New VR/AR interface uses AI to turn your skin into a touch-sensitive controller
Nov. 15, 2024.
2 mins. read.
4 Interactions
New interface method shows that we might soon control virtual and augmented reality (VR/AR) environments simply by touching our own skin.
Imagine a future where the way you control virtual or augmented reality (VR/AR) isn’t with a device in your hand, but by touching your own skin. This idea is becoming a reality with a new technology called EgoTouch, developed by researchers at Carnegie Mellon University. EgoTouch uses artificial intelligence (AI) to turn your skin into a touch-sensitive controller.
AI helps the AR/VR headset recognize when and how you touch your skin. Before EgoTouch, there was OmniTouch, which also aimed to let users control interfaces by touching their skin, but it needed a special camera that was big and cumbersome.
EgoTouch, however, uses the cameras that are already part of AR/VR headsets. Here’s how it works: when you touch your skin, it creates little shadows and slight changes in how your skin looks. These changes are what the AI model, trained by the researchers, looks for to detect touch. They collected data using a special sensor on the finger and palm, teaching the AI to understand different touches, like light or hard pressing, without needing to label each touch manually.
Simple hand controls for VR/AR
This system can detect touch with over 96% accuracy, meaning it gets it right almost every time. It can tell if you’re pressing down, lifting off, or dragging your finger across your skin, and it’s smart enough to differentiate between a light touch and a firm one, which could be used like a right-click on a computer mouse.

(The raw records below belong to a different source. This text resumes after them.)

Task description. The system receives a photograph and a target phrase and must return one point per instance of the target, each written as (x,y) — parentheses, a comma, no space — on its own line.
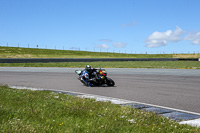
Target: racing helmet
(88,68)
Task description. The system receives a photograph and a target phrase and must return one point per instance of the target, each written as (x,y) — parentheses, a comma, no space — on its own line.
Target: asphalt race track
(174,88)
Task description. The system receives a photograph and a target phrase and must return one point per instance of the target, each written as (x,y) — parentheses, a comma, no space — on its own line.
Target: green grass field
(14,52)
(45,111)
(129,64)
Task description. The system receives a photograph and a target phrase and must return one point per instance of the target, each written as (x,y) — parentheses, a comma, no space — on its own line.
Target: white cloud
(194,37)
(105,40)
(158,39)
(119,44)
(128,25)
(102,46)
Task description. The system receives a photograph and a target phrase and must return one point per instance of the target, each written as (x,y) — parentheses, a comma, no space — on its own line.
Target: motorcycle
(99,78)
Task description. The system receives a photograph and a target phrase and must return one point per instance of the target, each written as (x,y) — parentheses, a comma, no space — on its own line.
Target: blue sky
(128,26)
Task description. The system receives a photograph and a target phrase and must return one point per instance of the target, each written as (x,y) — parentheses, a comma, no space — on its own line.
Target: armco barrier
(47,60)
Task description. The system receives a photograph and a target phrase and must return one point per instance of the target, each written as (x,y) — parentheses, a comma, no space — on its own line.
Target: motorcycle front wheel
(110,82)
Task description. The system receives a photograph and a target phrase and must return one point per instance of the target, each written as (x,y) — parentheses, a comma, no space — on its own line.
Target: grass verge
(15,52)
(120,64)
(45,111)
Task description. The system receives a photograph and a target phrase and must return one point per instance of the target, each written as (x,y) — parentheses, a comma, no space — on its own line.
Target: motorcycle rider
(92,75)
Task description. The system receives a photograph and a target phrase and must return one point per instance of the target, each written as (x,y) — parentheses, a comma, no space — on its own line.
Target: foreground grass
(120,64)
(45,111)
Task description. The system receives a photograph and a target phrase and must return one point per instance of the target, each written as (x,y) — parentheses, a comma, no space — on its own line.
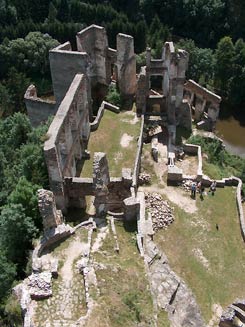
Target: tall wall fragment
(68,136)
(101,180)
(64,65)
(126,65)
(47,207)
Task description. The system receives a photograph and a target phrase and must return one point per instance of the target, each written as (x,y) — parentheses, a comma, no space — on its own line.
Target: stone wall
(68,136)
(64,65)
(93,41)
(137,163)
(205,102)
(240,206)
(172,67)
(197,150)
(126,65)
(38,109)
(104,105)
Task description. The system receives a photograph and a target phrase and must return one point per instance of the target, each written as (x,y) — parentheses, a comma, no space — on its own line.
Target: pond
(233,135)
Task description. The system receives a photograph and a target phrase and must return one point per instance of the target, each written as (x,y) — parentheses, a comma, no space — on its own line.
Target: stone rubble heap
(160,211)
(40,285)
(144,178)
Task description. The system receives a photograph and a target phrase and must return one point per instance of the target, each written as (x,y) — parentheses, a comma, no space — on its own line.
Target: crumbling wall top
(201,91)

EgoTouch is simple and broadly applicable. It works well across different skin types and conditions, though it’s less effective over bony parts like knuckles because the skin there doesn’t deform much when touched. The researchers are also looking into making EgoTouch work in the dark by using night vision technology.
With EgoTouch, the future of interacting with VR/AR might just be at our fingertips, quite literally, as we might soon control virtual environments simply by touching our own skin.